Cud ten dokonał się 29 kwietnia 1945 r., na cztery godziny przed całkowitą likwidacją obozu, który został wyzwolony przez zabłąkaną grupę amerykańskich żołnierzy.
Od tego czasu kapłani - byli więźniowie obozu w Dachau - trwają w dziękczynieniu, odwiedzając co roku kaliskie sanktuarium. Ich wotum - złotą patenę - umieszczono w górnej części obrazu
na pamiątkę zdarzenia. Przybywają do sanktuarium w Kaliszu jako niezmordowani świadkowie Bożej wierności i mocy oraz ludzkiej wdzięczności.
29 kwietnia br. minęła 58. rocznica cudownego wyzwolenia obozu w Dachau. I podobnie jak w latach poprzednich, byli więźniowie spotkali się w Kaliszu, aby dziękować św. Józefowi
Kaliskiemu za łaskę ocalenia.
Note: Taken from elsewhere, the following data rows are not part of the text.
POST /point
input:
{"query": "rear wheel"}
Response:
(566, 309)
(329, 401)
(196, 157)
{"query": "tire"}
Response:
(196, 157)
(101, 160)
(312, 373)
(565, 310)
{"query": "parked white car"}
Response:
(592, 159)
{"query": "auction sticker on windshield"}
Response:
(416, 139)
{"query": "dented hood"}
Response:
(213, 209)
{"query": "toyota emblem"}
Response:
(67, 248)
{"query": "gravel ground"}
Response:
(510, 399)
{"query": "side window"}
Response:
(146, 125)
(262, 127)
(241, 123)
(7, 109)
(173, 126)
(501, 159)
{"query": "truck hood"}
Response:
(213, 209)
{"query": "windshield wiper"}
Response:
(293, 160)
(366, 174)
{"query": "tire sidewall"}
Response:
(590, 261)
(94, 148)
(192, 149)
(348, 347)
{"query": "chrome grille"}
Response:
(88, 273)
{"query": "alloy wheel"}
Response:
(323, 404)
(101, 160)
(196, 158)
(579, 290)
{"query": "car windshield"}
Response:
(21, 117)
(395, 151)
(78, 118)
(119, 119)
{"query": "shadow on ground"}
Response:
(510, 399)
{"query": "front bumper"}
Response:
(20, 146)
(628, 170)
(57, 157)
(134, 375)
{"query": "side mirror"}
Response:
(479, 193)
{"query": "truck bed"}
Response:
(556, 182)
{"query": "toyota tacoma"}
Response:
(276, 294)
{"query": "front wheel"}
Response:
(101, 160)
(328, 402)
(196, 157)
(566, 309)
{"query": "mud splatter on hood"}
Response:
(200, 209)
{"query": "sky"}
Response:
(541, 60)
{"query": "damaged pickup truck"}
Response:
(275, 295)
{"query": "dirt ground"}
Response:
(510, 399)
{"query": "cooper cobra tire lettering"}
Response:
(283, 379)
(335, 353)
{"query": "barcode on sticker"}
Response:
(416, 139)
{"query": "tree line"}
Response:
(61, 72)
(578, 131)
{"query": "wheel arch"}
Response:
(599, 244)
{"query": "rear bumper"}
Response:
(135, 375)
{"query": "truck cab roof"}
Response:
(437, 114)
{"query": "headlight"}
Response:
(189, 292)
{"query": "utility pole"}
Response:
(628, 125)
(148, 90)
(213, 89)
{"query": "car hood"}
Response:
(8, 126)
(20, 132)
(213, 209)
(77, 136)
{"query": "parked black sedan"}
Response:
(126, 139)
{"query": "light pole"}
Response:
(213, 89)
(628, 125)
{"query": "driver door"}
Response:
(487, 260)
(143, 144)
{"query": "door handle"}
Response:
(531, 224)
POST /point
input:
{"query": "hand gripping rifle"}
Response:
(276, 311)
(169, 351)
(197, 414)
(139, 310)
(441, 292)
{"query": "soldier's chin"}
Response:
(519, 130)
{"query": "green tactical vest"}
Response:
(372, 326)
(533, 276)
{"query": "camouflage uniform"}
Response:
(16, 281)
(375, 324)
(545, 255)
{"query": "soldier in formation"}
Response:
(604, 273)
Z roku na rok liczba pielgrzymów zmniejsza się. W tym roku do Sanktuarium przybyło już tylko 12 kapłanów. Pielgrzymce przewodniczył były więzień, bp Ignacy
Jeż. Po Mszy św. przed Cudownym Obrazem ponowiono akt oddania św. Józefowi, ułożony w Dachau, a następnie, w podziemnym mauzoleum, odmówiono modlitwy za zmarłych.
W diecezji włocławskiej, po śmierci ks. prof. Stanisława Librowskiego, nie ma już kapłanów - byłych więźniów obozów koncentracyjnych. Warto zatem przypomnieć na zakończenie fragment zapisu, znajdującego
się w Kalendarzu Liturgicznym Diecezji Włocławskiej z dnia 29 kwietnia: "Konferencja Episkopatu Polski w maju 1996 r. podjęła uchwałę, aby dzień 29 kwietnia każdego roku był Dniem
Męczeństwa Duchowieństwa Polskiego. W ten sposób mamy zachować pamięć i oddać hołd ogromnej daninie krwi męczeńskiej złożonej na Zachodzie i Wschodzie przez polskie duchowieństwo".